The appellate court found this provision inapplicable because “[i]n order for section 2 — 616 to apply there must also be an action pending against a person not originally named a defendant" (156 Ill. App. 3d at 965), and, in the appellate court’s view, the complaint filed against the decedent was a nullity and thus did not give rise to a pending action. Regardless of whether an action against a decedent is under all circumstances a nullity, section 2 — 616(d) provides no relief to plaintiffs because the fourth requirement of that provision was not met: there is no indication or assertion that either co-executor knew prior to the running of the statute of limitations that a complaint had been filed.
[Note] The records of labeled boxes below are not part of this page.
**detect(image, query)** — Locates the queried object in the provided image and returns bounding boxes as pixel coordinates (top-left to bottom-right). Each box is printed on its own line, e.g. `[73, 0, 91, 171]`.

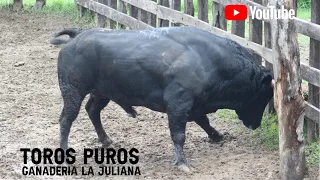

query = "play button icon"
[233, 10, 239, 16]
[225, 4, 248, 20]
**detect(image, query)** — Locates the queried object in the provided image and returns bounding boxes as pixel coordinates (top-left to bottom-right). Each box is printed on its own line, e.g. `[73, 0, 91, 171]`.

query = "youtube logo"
[224, 4, 248, 20]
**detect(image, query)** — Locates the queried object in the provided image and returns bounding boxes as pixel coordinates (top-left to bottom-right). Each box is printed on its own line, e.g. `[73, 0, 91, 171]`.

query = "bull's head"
[236, 72, 274, 130]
We point out that Federal and other State courts which have permitted substitution of an executor or administrator as defendant in an action initiated against a decedent have typically relied upon a provision which, like section 2 — 616(d), required that the substituted defendant receive notice of the pending action prior to the lapse of the limitations period. (See Fed. R. Civ. R 15(c); Loudenslager v. Teeple (3d Cir. 1972), 466 F.2d 249; Baker v. McKnight (1983), 4 Ohio St. 3d 125, 447 N.E.2d 104; Eberbach v. McNabney (Ind. App. 1981), 421 N.E.2d 651.) Where the prospective defendant did not receive proper notice, courts have typically found that the complaint did not relate back to the date of the original filing. See, e.g., Sassi v. Breier (7th Cir. 1978), 584 F.2d 234.

We note also that section 2 — 616(b) of the Code (Ill. Rev. Stat. 1987, ch. 110, par. 2 — 616(b)) (dealing with amended pleadings raising claims growing out of the same transaction or occurrence as involved in an original claim) has occasionally been invoked by our appellate court to permit changing the capacity of a party plaintiff after a statute of limitations has elapsed. (See, e.g., Pavlov v. Konwall (1983), 113 Ill. App. 3d 576; Redmond v. Central Community Hospital (1978), 65 Ill. App. 3d 669.) While we express no opinion whether section 2— 616(b) was properly applied in those cases, we do conclude that the provision was not intended to govern amending pleadings to substitute defendants. Section 2— 616(b) clearly addresses situations in which a plaintiff seeks to add or amend claims against defendants already parties to the action, whereas section 2 — 616(d) of the Code (Ill. Rev. Stat. 1987, ch. 110, par. 2 — 616(d)) addresses situations in which a plaintiff seeks to substitute or add distinct defendants.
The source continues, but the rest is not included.